Paddy Doyle fell so far. He fell for so long. And in those long moments, all that Maura could think was that ridiculous cat was back. He as alive and dead, fully both, fully neither. She was surrounded by people and entirely alone. Paradox. Ludicrous. And horrifyingly real.

Maura had lost her birth mother. If the woman wasn't dead before, she was dead to Maura now. Most people would look at Paddy Doyle's fall, see his body and have that spark of hope. Maybe he would beat the odds, maybe by some freak of fate he could survive. She knew all too well how impossible that was. If he somehow defied death, his body would be too damaged to do much beyond survive. The brain trauma itself… devastating. No, she knew too much for that glimmer of hope. Her birth mother is dead now. Her biological father is, for all practical purposes, dead, too.

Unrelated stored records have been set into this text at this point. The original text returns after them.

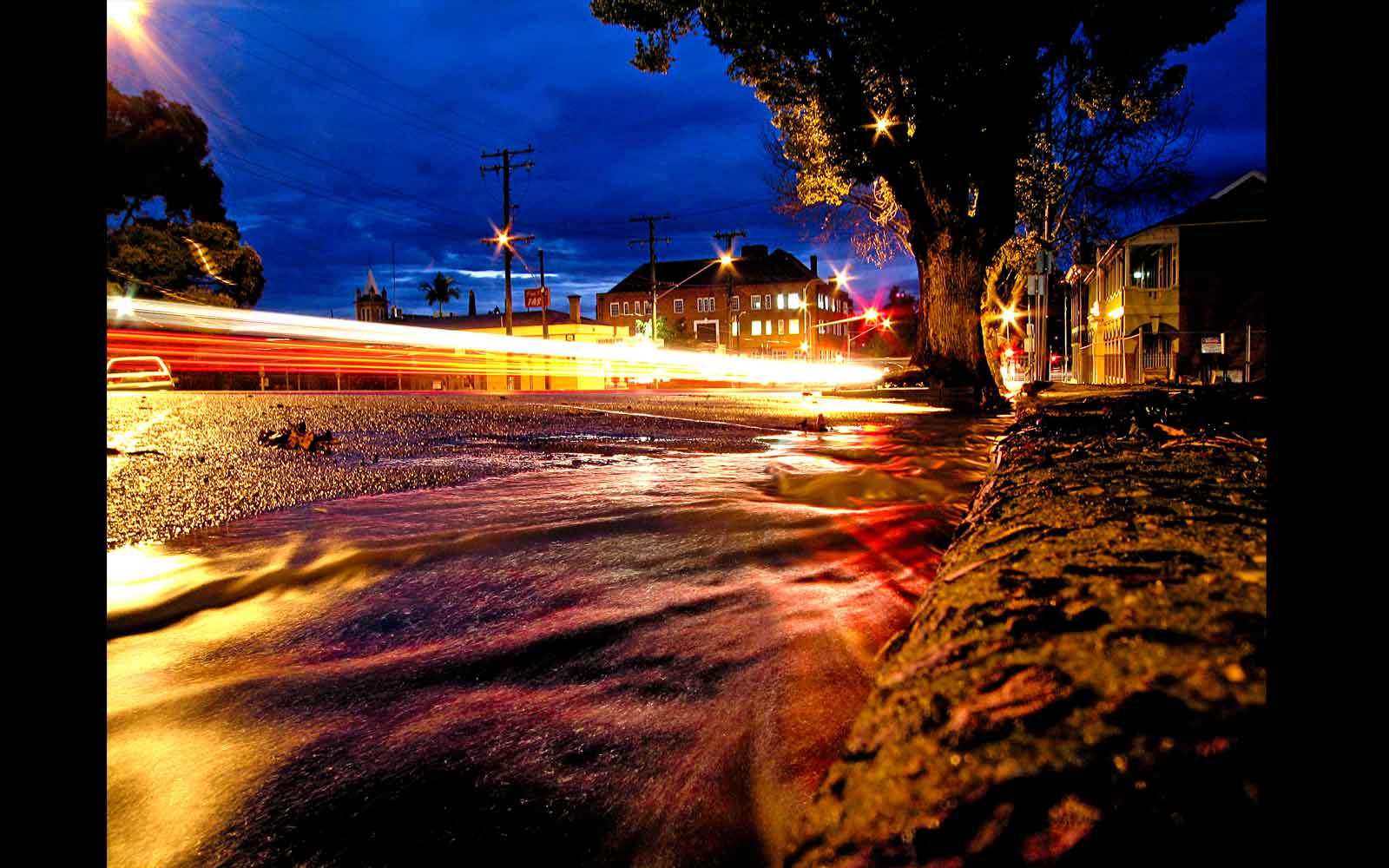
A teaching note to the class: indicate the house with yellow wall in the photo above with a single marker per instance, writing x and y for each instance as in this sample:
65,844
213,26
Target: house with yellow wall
1153,300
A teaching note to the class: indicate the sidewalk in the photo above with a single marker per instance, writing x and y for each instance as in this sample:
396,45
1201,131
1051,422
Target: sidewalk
1085,682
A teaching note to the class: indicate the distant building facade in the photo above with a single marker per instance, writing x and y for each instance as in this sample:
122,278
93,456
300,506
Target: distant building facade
372,306
1155,305
767,305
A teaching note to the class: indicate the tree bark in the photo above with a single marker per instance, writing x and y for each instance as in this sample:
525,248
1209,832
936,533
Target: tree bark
951,339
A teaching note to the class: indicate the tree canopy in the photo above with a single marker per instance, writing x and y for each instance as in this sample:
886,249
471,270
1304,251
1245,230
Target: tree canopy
927,110
441,289
156,152
156,149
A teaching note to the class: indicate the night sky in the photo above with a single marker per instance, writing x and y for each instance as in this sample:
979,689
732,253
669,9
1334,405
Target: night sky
340,128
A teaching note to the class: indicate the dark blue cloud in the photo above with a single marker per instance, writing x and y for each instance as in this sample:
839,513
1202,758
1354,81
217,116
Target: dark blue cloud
342,129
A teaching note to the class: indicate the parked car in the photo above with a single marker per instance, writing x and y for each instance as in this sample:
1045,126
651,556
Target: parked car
138,374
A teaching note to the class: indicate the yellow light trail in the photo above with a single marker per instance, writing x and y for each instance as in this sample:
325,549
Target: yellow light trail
219,338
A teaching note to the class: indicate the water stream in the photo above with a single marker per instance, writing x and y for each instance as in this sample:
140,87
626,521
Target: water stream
648,663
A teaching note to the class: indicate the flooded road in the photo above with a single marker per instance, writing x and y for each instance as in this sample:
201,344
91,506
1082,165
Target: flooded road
648,661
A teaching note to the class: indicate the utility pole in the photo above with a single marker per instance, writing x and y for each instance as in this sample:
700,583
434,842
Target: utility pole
728,240
650,240
506,210
545,302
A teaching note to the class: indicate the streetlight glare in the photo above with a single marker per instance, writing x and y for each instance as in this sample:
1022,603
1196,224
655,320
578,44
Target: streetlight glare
125,14
881,127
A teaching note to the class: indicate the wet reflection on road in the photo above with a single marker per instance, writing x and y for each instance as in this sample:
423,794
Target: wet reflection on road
645,664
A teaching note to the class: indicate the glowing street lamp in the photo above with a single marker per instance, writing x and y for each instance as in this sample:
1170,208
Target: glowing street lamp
125,16
882,127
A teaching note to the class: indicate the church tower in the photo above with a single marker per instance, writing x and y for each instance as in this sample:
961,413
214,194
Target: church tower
372,305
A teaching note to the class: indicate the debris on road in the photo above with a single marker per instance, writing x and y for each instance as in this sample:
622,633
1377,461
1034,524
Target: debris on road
298,437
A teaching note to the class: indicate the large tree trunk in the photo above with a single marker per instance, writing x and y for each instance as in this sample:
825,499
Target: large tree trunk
951,339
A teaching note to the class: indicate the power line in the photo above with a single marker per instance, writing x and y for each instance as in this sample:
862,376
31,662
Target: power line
405,115
504,170
368,69
650,240
326,163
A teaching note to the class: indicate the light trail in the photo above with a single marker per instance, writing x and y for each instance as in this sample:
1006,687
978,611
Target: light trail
199,338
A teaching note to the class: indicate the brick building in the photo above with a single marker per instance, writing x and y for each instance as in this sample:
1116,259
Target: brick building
752,307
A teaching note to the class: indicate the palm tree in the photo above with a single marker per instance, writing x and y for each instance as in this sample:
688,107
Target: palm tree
441,291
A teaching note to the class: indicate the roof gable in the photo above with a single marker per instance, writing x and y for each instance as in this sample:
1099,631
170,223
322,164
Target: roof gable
777,267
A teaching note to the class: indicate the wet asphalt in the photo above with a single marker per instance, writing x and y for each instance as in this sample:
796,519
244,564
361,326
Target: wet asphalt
180,462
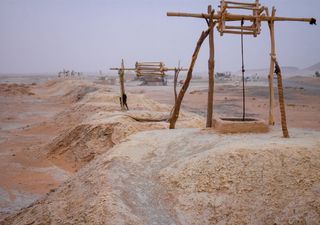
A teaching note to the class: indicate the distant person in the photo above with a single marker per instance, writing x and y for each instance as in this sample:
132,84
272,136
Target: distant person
124,97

Her mother… Constance Isles… she can only hope. And hope is draining between her fingers these days. Family isn't an area where she has much expertise.

A hand is reaching out, reaching for Paddy Doyle, and she reacts. Everything protective, and all of her accumulated anger at the universe in general rears its head. "Don't you touch him!" she snaps, almost feeling the touch, even though it was directed toward another.

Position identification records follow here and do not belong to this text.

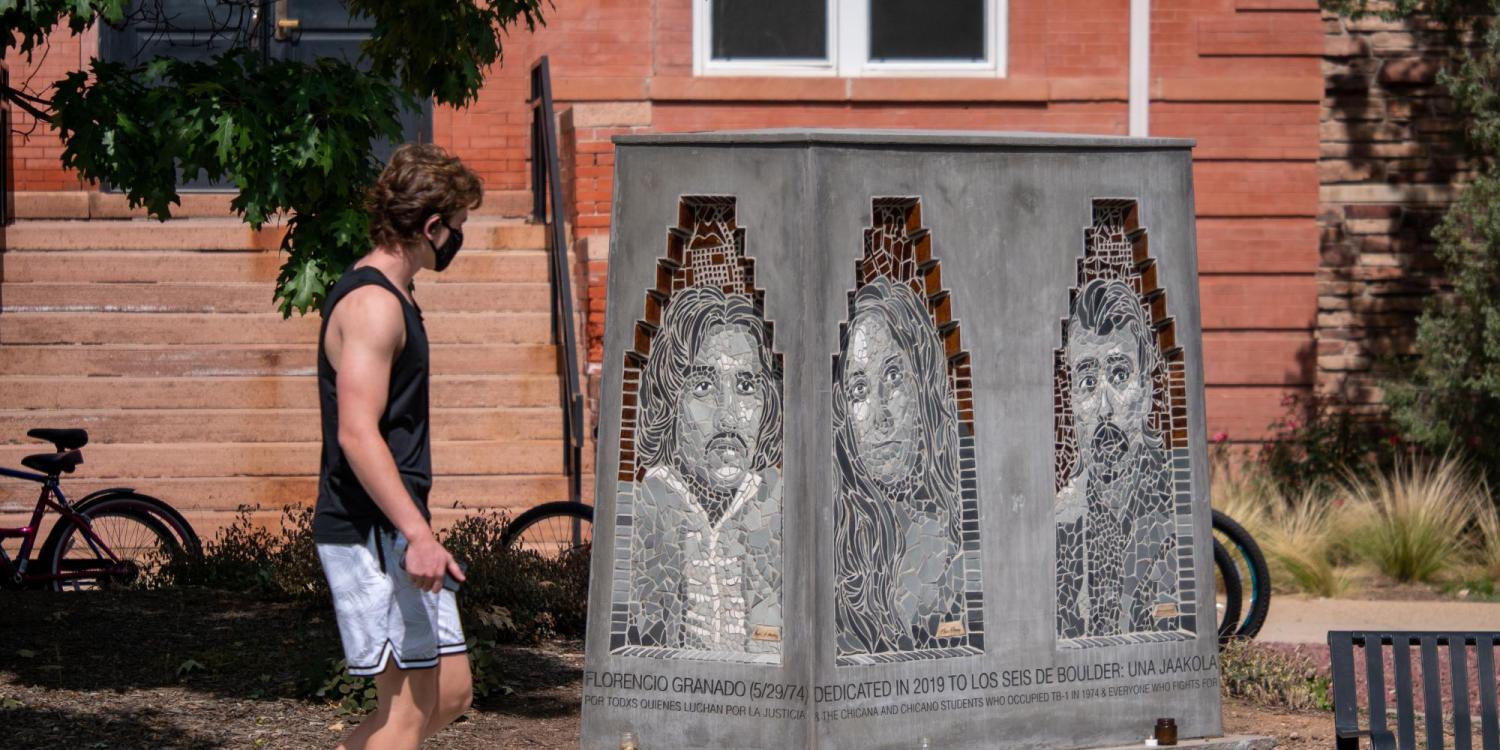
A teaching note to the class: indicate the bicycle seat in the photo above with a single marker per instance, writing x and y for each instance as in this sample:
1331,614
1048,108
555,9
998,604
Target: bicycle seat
54,464
63,438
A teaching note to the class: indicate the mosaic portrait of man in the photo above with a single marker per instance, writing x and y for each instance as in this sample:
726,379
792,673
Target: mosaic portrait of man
899,527
705,528
1116,539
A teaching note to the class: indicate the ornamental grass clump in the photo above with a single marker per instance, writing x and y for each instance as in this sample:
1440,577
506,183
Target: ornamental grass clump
1274,677
1488,545
1410,521
1302,546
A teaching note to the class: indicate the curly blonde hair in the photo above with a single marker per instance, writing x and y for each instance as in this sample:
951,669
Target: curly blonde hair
419,182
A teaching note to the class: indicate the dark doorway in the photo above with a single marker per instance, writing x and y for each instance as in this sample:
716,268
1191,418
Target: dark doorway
299,30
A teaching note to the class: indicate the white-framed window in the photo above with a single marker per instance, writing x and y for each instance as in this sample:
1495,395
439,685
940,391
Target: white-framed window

Maura is raw nerves and panicked helplessness. "Don't you _dare_ touch him," she emphasizes, suddenly feeling too trapped. There is no way out, not without more people. Her childhood phobia of expectations and questions choke her, making her rasp in a way the dry, smoke laden air did just days before.

Jane is before her now—best friend and worst enemy. Maura's eyes are glued to the man on the ground. Dreading reality, wanting to hide under covers until the horror film ends. And eventually the box has to open. The cat will be either alive or dead, but Maura is afraid to look. She's afraid she might be inside.


End file.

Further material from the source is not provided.